Il est quasiment incroyable d’entendre un tel vocabulaire dans la bouche d’un homme politique français en 2020 ! J’en fus le premier ébahi, néanmoins il suit pour le mieux le droit chemin de la parole mistralienne. Dans « L’estacamen au terraire », Mistral sans retenue emploie six fois le mots indépendance. Dans le mot indépendance tel que l’emploie le Maître, il faut y voir justement ce que demandent aujourd’hui les présidents de régions : l’indépendance d’esprit, de pensée, de liberté et d’action.

 Voici donc chers félibres, les effets perçus tout au long de ces derniers mois. Des effets qui pourraient enfin répondre aux griefs exprimés par Frédéric Mistral lorsqu’il disait dans « li prejujat poupulàri » : « Dans les villes plus changeantes, où plus que jamais l’esprit de nouveauté mène et corrompt le peuple, c’est presque un déshonneur de garder les coutumes, les traditions, la langue de nos devanciers ; de telle sorte que partout, au théâtre, au palais, à l’église, on fait à notre langue une guerre inconsciente, mais pourtant quotidienne, et à la fin mortelle ». Ou encore dans « La lengo dóu Miejour » : « Si ceux qui nous entendent sont des gens bien nés, des personnes d’esprit ou simplement de braves gens, ils approuveront de cœur notre gai et franc parler ; si au contraire se sont des niais, notre exemple leur apprendra à revenir au naturel ».

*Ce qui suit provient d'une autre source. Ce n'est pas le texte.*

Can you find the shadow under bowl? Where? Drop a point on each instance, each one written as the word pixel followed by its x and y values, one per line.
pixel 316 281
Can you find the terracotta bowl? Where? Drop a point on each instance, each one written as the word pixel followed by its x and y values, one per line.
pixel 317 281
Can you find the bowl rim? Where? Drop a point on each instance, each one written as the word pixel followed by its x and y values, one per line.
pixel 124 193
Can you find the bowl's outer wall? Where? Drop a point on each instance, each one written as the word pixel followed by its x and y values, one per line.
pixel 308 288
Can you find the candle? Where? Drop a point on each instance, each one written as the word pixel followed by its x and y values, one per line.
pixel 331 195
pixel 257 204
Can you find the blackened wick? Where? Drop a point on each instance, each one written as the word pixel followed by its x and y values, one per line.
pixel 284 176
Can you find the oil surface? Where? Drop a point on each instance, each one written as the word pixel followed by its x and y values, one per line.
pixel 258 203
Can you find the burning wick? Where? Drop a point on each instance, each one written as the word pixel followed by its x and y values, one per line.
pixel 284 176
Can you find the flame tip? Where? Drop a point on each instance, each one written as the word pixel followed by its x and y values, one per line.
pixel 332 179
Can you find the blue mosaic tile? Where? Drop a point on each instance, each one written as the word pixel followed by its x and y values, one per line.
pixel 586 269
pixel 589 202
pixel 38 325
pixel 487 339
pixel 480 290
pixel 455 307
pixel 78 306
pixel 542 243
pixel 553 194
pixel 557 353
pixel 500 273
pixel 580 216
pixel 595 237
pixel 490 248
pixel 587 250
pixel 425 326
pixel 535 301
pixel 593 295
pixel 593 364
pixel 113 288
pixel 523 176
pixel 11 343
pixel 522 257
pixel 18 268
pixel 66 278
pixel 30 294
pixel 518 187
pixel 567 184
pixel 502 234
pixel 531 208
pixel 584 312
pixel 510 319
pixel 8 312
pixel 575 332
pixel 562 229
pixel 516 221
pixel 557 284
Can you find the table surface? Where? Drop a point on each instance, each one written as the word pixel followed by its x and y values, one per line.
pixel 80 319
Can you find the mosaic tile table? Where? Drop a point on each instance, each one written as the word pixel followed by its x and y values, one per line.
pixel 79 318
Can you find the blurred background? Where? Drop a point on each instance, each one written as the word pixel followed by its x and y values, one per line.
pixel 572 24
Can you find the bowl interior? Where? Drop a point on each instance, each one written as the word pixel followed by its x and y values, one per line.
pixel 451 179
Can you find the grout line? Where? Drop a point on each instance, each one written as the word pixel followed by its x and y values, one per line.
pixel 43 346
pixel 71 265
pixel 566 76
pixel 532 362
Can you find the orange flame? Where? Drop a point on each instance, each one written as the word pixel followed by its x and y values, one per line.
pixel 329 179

 « Mistral donne la réponse à ce que l’homme recherche, à ce qui sans cesse le hante : il a dépassé les frontières de sa patrie, il est de toutes les patries », écrivait André Chamson[1]. Nous n’avons rien inventé, nous continuons de proclamer ces quatre vérités dans le droit chemin de ce que le Maître écrivait à Jules Boissières : « Ma conviction, partagée déjà par quelques hommes de pensée, est que le Félibrige porte en lui la solution des grandes questions politiques et sociales qui agitent l’humanité ».

Mais, chers félibres, gardons-nous néanmoins, comme prévient encore Frédéric Mistral, de nous mêler de politique politicienne. Il s’agit de se remémorer ces vers dans « Li Noço de Ranquet » : « Dans la politique, – Taverne despotique, – Il n’y a que fripons – E que gourmades ! [1]». Tout juste au contraire de la politique politicienne et de la politique de partis, ce qui nous intéresse est la politique au sens noble et plein du terme, car nous n’avons qu’une politique, la nôtre, comme le rappelait volontiers le regretté majoral Michel Tintou. Cette politique contenue dans l’œuvre et les discours de Frédéric Mistral, Mistral qui au-delà de la défense de la langue et du « signe de famille » souhaitait établir patiemment la paix du monde sur la fondation fédérative, principalement d’une fédération latine qui, loin de vouloir effacer les personnalités ethniques aurait conserver toute l’autonomie qui advient naturellement avec les exigences du lien fédéral.

Bien que le fédéralisme ait été le rêve en d’autres temps, les paroles de Frédéric Mistral, elles, indiquent toujours notre direction. Abreuvons-nous encore de ces citations mistraliennes qui font notre force, qui nous donnent de l’énergie, qui expliquent notre engagement et qui commandent notre conduite :

– Dans « La langue du Midi » : « Et quand le peuple comprendra le sens patriotique et la grandeur du Félibrige… »

– Dans « l’Attachement au terroir » : « vous comprenez à présent la profondeur, la force de l’idée félibréenne »

– Dans « Le Félibrige et l’empire du soleil » : « …que la France en tire gloire, que la France n’en grandit que plus »

– Dans « Les préjugés populaires » : « bravant les dédains de la moderne suffisance » une phrase toujours d’actualité.

À la lumière du message universel de Frédéric Mistral, nous voulons croire qu’un jour enfin, le Félibrige inspirera gouvernement et société.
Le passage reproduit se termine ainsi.